Dalam artian, kaidah itu hanya sesuai pada suatu maszhab tertentu tidak pada
madzhab lain.
2. Sebagian besar kaidah yang dibukukan pada
abad-abad belakang atau sekarang, ternyata telah dikemukakan oleh para ulama
sebelumnya dengan redaksi yang berbeda. Misalnya dalam Majallat al-Ahkam
al-‘Adliyyah ada kaidahالاقرار
حجة قاصرة (pengakuan adalah
hujjah yang terbatas).
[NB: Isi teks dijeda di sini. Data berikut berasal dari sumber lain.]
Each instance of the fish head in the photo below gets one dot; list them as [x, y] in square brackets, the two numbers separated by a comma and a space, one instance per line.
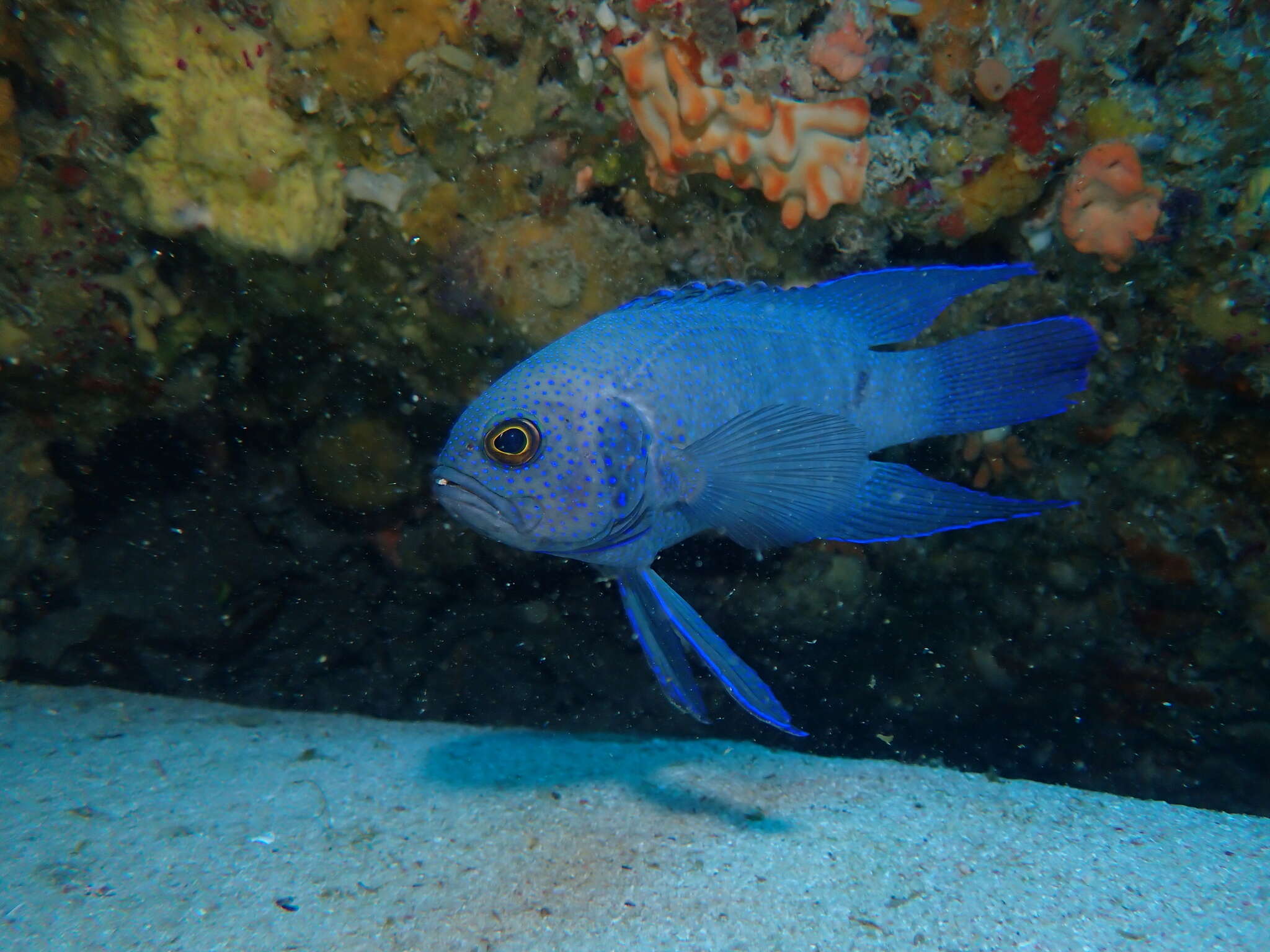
[563, 472]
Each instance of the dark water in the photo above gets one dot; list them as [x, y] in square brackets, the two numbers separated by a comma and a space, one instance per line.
[225, 380]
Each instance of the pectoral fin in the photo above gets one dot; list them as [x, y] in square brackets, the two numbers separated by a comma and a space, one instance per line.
[665, 622]
[773, 477]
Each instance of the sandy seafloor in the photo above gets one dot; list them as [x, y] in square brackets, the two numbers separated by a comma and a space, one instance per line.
[144, 823]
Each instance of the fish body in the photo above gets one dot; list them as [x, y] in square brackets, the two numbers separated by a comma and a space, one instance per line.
[752, 410]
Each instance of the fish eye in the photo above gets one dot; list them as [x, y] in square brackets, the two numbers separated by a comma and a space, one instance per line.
[512, 442]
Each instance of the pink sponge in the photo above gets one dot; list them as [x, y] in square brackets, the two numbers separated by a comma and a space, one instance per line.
[1106, 206]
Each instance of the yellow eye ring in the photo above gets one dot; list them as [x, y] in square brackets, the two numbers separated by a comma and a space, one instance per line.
[512, 442]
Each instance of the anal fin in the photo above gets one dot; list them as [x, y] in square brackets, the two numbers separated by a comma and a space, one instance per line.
[771, 477]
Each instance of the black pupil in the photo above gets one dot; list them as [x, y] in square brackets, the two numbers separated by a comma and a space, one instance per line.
[512, 441]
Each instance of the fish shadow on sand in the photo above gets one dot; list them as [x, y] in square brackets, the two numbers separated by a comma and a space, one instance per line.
[567, 764]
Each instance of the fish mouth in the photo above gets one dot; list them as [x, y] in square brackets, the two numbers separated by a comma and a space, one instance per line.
[464, 496]
[486, 511]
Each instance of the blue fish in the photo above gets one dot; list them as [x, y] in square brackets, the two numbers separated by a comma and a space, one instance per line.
[751, 410]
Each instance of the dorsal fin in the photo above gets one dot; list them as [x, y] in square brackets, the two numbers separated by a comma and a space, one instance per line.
[897, 304]
[889, 306]
[696, 293]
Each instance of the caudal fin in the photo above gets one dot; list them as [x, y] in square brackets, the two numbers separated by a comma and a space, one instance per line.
[1010, 375]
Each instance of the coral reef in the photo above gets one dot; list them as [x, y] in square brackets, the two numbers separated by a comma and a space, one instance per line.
[546, 277]
[808, 156]
[187, 343]
[1106, 206]
[224, 156]
[361, 46]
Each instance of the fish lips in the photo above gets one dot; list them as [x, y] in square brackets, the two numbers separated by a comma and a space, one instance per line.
[486, 511]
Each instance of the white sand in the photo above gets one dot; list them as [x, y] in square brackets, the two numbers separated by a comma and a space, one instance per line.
[141, 823]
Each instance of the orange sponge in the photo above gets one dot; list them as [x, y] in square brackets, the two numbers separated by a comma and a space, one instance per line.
[1106, 206]
[808, 156]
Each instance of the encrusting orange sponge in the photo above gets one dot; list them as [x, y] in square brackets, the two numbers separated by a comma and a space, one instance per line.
[1106, 206]
[808, 156]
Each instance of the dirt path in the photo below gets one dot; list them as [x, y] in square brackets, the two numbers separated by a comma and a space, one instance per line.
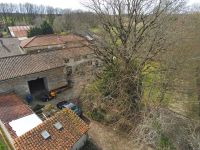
[107, 139]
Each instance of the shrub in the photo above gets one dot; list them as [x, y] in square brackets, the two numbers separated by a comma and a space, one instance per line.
[97, 115]
[45, 28]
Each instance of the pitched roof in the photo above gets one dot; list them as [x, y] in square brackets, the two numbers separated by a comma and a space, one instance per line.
[9, 47]
[19, 31]
[20, 65]
[12, 108]
[53, 39]
[64, 139]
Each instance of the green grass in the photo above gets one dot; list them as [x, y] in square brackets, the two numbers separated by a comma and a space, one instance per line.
[2, 145]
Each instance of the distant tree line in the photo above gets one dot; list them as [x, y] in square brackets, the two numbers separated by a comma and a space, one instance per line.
[61, 19]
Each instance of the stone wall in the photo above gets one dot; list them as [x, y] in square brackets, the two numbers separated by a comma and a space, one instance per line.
[55, 78]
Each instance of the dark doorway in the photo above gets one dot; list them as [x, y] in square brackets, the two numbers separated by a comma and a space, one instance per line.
[37, 87]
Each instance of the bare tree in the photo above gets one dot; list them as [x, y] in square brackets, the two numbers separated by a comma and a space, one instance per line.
[133, 33]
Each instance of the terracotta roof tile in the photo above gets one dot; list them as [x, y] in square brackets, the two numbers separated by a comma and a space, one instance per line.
[64, 139]
[53, 39]
[19, 31]
[12, 108]
[20, 65]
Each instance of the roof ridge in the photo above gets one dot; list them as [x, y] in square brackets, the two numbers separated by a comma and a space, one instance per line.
[30, 40]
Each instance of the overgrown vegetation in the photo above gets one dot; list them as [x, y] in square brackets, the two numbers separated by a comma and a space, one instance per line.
[45, 28]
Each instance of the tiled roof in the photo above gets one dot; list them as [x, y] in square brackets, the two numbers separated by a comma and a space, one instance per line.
[16, 66]
[9, 47]
[12, 108]
[46, 40]
[19, 31]
[64, 139]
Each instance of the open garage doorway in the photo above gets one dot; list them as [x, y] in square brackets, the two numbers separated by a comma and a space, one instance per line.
[38, 87]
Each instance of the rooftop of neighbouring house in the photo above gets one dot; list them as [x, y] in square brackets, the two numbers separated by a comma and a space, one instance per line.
[70, 128]
[53, 39]
[17, 117]
[9, 47]
[19, 31]
[17, 66]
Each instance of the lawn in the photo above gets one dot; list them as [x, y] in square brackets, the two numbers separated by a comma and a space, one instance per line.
[2, 145]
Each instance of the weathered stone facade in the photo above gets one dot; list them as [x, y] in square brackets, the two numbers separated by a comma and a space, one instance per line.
[55, 78]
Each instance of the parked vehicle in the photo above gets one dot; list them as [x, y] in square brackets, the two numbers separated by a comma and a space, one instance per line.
[69, 105]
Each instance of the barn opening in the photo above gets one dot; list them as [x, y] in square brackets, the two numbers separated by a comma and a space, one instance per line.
[38, 87]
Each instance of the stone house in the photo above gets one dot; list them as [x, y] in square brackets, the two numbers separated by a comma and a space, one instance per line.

Dengan redaksi yang berbeda, kaidah ini telah dkemukakan
al-Karkhi dalam kitabnya Risalah al-Karkhi (ushul al-karkhi) sebagai berikut: ان المرء يعامل فى حق نفسه كما اقربه ولا يصدق على ابطال حق الغير ولا
بالزام الغير حقا(orang menggunkan hak pribadi sesuai
dengan pengakuannya. Ia tidak dapat
membatalkan hak orang lain atau menetapkan hak kepadanya).
3. Qawaid fiqhiyyah terbentuk menjadi
sebuah disiplin ilmu tersendiri secara berangsur-angsur. Di samping itu dalam
pembuatannya pun para fuqaha membentuknya secara bertahap. Pada awalnya, hanya
berupa pemikiran tentang suatu persoalan, kemudian
setelah pemikiran tersebut mantap, baru mereka bentuk menjadi sebuah kaidah.